In Europe, which accounts for about two-thirds of Vodafone’s service revenue, the metric fell 7.9 percent with Italy reporting the biggest drop at 16.1 percent. Vodafone is investing in faster, fourth-generation wireless technology, and combining mobile phones with fixed Internet and TV, to combat price wars and sagging economies in Europe.
“Has Europe turned a corner? Yes, but it’s got a way to go,” Paul Marsch, an analyst at Berenberg Bank in London, said in an interview.
Most countries in Europe showed signs that performance may begin to improve or stabilize, except for Spain, which was hit by customers’ preferences for cheaper phones and plans, and competition for bundles of Web and phone service, Vodafone said.
Germany’s network, which suffered from poor voice and data quality last year, improved and the rates of dropped calls fell, Vodafone said. Germany is Vodafone’s biggest market by revenue.
Colao wasn’t prepared to say that Europe has bottomed out.
“We said that the first half would be a tougher repair period and we counted to have better performance in the second half,” he said on a call with reporters. “It is encouraging that some markets seem to be stabilizing, but I think it’s early to call any low point.”
The company’s Africa, Middle East and Asia businesses had a 4.7 percent increase in service revenue. Indian customers, Vodafone’s biggest subscriber group, pushed revenue up 10.3 percent on demand for more advanced, third-generation handsets.
Vodafone is increasingly relying on emerging markets, where more customers are adopting mobile phones and wireless Web access for the first time, to combat sluggish performance in more saturated European markets.

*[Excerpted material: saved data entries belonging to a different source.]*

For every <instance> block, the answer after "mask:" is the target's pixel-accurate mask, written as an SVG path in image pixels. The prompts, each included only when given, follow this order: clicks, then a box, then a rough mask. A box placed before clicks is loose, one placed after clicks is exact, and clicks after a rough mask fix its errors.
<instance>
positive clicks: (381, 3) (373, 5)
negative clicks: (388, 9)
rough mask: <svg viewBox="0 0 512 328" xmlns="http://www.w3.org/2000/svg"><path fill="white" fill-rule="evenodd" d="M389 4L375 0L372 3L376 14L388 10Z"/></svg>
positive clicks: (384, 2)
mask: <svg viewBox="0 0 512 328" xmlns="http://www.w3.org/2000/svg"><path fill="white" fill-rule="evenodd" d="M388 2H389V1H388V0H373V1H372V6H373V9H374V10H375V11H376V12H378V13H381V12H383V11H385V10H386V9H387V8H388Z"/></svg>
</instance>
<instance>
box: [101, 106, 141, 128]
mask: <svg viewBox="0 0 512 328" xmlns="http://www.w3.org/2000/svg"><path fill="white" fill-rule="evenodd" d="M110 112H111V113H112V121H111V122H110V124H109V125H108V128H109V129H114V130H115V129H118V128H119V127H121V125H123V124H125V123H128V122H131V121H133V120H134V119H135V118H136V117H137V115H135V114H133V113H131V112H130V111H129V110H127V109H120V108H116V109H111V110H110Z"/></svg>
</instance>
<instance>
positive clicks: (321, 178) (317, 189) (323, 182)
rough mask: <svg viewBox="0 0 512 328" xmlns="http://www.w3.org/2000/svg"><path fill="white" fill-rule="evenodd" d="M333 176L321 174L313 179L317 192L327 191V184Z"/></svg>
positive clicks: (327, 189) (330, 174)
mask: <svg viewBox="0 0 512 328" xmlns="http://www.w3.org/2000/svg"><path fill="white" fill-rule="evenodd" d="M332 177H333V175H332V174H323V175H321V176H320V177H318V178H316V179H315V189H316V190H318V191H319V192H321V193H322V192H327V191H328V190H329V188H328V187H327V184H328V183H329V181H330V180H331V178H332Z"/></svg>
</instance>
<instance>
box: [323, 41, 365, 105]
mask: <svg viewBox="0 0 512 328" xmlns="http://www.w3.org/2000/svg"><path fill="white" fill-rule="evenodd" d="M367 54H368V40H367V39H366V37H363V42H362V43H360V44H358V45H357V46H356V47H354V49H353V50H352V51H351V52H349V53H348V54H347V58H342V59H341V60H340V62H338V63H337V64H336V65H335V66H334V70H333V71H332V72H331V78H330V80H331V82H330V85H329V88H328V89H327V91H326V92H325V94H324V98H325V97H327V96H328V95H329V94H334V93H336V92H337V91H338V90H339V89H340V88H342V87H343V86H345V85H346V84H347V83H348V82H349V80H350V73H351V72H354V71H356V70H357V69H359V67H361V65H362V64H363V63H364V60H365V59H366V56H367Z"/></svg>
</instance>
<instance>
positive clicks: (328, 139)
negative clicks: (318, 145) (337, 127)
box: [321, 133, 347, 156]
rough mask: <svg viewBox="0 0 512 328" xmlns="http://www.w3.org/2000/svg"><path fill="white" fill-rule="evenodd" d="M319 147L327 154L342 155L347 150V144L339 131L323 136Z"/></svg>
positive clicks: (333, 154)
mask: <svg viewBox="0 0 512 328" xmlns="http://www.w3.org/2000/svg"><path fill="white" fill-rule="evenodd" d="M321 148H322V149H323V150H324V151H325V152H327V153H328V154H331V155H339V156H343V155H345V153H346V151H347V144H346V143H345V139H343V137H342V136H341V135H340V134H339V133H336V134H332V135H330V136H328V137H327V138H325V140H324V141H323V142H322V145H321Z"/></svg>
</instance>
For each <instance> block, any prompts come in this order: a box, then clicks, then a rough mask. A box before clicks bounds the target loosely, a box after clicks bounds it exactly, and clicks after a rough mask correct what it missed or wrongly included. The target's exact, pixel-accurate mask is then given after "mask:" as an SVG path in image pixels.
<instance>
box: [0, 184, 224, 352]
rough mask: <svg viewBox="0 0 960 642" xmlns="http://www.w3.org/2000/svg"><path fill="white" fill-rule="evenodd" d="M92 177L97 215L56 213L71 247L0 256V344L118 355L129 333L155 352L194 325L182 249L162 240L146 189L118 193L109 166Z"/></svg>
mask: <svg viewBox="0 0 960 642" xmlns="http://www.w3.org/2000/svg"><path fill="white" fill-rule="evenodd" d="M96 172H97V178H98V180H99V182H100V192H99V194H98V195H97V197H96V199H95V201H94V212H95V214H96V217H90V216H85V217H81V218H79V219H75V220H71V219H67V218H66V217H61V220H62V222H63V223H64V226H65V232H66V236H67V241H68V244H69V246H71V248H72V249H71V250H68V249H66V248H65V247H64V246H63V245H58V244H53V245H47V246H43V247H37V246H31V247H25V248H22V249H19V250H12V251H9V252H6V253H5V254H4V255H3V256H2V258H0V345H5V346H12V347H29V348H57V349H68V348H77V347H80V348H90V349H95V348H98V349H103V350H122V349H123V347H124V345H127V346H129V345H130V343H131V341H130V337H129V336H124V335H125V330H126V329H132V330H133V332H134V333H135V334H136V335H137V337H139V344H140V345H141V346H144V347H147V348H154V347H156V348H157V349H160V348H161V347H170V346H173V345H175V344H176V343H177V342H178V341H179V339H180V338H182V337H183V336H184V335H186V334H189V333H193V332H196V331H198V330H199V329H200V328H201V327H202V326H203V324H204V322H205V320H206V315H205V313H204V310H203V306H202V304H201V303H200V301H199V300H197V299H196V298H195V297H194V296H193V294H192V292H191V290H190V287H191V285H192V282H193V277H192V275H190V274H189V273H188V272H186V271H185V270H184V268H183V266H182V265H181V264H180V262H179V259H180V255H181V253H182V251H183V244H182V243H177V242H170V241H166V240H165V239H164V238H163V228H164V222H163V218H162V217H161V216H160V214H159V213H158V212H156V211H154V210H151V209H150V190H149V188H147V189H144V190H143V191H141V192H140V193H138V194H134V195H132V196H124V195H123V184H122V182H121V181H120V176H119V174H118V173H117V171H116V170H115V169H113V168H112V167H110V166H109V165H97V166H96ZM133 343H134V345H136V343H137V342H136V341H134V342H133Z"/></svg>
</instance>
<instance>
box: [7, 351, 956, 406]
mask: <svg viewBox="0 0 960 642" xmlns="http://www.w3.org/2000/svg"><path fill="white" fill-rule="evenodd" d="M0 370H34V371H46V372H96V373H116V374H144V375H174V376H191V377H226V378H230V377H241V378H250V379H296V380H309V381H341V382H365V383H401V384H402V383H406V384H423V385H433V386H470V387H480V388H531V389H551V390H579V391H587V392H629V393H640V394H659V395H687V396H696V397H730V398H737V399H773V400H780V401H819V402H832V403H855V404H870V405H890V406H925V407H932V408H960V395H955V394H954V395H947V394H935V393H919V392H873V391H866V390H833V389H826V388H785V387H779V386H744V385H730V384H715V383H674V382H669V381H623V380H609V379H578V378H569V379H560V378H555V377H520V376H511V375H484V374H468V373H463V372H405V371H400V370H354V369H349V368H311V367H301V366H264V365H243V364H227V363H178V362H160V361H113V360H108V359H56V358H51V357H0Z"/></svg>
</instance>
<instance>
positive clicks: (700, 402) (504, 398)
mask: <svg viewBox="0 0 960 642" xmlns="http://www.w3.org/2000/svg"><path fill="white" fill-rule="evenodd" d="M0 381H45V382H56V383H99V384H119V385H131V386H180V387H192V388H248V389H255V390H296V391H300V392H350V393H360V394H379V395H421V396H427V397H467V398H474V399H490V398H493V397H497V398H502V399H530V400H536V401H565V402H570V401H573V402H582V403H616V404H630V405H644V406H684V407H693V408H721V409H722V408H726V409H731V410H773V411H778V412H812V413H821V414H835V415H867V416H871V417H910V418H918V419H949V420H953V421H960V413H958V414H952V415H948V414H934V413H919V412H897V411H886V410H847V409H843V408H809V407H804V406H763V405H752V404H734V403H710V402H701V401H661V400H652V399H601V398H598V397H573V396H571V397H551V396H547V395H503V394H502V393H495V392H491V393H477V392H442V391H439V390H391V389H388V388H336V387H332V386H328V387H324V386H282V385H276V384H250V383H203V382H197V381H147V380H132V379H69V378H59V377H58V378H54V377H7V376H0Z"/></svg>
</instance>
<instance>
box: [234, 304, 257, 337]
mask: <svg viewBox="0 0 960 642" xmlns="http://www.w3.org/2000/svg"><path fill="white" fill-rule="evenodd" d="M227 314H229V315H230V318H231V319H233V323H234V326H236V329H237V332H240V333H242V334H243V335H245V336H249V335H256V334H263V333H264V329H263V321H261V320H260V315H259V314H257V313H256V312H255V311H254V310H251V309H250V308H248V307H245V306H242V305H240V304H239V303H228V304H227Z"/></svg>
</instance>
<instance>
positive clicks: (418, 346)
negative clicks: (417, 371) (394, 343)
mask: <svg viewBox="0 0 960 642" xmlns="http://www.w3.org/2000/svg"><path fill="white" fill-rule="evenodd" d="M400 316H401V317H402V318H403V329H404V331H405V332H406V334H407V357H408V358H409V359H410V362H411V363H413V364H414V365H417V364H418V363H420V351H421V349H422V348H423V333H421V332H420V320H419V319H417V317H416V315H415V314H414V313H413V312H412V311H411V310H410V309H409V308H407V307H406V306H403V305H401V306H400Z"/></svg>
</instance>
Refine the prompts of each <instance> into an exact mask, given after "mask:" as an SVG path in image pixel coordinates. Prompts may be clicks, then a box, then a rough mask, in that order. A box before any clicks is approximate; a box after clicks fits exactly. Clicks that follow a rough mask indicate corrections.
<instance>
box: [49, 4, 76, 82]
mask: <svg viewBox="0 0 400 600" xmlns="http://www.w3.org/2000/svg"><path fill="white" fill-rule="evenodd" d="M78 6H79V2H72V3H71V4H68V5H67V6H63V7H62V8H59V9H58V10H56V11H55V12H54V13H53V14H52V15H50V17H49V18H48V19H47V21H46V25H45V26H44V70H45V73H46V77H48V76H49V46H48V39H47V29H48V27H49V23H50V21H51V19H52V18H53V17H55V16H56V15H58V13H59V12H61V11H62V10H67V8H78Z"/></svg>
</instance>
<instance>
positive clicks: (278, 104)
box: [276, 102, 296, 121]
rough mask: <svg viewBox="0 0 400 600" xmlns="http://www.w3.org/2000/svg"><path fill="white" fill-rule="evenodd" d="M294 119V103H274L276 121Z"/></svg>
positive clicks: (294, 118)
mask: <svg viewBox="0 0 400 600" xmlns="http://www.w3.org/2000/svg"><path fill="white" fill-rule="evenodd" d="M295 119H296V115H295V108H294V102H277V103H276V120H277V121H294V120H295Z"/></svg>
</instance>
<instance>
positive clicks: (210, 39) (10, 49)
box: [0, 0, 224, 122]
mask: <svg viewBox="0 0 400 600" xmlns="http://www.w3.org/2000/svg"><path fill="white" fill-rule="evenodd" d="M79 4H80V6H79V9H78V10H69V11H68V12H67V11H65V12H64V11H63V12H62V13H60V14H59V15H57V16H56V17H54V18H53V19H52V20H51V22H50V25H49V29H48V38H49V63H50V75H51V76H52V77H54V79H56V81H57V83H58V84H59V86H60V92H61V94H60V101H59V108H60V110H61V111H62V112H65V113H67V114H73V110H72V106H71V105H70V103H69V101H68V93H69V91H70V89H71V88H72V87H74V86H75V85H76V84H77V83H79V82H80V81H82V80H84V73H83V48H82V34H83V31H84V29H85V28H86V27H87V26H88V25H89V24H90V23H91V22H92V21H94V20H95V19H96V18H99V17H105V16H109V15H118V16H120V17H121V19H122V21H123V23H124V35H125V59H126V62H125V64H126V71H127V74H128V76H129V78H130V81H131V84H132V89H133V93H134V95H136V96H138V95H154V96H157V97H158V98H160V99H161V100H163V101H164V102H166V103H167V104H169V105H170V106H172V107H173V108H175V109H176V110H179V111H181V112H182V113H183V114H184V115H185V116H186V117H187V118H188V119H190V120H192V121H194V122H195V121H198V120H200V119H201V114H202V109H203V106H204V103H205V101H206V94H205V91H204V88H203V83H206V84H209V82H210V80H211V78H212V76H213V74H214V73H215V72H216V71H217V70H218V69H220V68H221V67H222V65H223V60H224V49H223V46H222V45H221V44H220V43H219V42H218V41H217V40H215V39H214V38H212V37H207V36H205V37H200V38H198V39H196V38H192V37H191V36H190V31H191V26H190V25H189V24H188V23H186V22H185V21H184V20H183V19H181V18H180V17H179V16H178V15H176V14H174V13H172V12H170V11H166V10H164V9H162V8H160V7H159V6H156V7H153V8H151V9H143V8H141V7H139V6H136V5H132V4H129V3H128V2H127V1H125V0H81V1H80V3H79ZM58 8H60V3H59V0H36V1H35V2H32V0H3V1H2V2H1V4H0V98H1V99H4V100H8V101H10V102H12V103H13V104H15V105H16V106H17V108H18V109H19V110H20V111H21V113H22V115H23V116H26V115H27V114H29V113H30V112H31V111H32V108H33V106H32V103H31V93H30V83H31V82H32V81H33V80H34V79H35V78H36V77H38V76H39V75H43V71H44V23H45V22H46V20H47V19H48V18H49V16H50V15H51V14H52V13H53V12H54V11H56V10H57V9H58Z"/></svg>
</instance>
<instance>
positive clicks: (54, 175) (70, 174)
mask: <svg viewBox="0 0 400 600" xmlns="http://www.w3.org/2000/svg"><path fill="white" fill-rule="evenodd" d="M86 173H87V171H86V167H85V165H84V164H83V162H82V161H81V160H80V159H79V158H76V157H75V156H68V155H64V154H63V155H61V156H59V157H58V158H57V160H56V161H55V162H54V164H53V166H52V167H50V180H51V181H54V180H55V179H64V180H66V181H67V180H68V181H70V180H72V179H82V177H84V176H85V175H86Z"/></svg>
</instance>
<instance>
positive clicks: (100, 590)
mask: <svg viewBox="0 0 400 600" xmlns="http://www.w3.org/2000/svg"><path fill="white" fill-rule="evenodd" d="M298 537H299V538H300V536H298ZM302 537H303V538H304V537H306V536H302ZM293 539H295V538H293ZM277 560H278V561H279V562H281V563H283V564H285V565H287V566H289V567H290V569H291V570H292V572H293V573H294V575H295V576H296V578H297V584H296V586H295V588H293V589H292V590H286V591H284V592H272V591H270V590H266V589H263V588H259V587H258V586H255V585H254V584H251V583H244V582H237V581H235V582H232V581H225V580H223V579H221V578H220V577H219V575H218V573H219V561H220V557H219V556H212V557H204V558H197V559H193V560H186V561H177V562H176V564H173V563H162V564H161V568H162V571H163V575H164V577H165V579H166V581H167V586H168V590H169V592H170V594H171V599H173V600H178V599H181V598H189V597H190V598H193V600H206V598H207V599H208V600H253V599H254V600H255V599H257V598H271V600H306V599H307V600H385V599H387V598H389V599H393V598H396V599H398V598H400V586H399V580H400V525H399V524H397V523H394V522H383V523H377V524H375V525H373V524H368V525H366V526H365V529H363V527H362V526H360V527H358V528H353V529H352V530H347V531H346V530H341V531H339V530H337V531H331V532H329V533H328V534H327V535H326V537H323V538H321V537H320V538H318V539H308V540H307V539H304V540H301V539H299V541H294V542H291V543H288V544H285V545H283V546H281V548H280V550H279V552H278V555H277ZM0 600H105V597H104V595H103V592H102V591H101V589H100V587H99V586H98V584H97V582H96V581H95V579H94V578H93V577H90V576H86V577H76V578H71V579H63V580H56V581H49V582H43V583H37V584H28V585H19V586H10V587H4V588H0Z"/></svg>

Vodacom Group Ltd., the African mobile operator that’s 65 percent owned by Vodafone, said data revenue jumped 23 percent last quarter, pushing total sales up 4.3 percent as customers in Tanzania, Mozambique and Lesotho signed up for service.
Vodafone said in May that profit will take a hit this fiscal year, ending in March 2015, as Europe’s price wars continue and the company carries out the network-improvement plan, called Project Spring. Earnings before interest, taxes, depreciation and amortization will fall to 11.4 billion pounds to 11.9 billion pounds, the company predicted. Ebitda was 12.8 billion pounds last year.
Vodafone’s spending plans, as well as 18 billion euros ($24 billion) in deals to buy Spain’s Grupo Corporativo Ono SA and Kabel Deutschland Holding AG, spurred credit-rating provider Moody’s Investors Service to strip the company of its A3 ranking this week. Vodafone’s debt was cut one level to Baa1, the third- lowest investment grade.
“The renewed investment focus from Project Spring could turn out to be a powerful competitive advantage for Vodafone, but the company will have to demonstrate that it is able to regain pricing power from this network differentiation strategy,” Moody’s said in a statement.
Vodafone was also a potential acquisition target, with AT&T Inc. considering a bid, people familiar with the matter said this year. Still, reports about the Dallas-based company’s interest triggered British stock-market regulations, designed to limit merger speculation, and compelled AT&T to make a statement denying plans to make an offer in the next six months.
While the cooling-off period ends this month, AT&T has focused its attention at home. The company made a $48.5 billion offer for U.S. satellite-TV company DirecTV in May.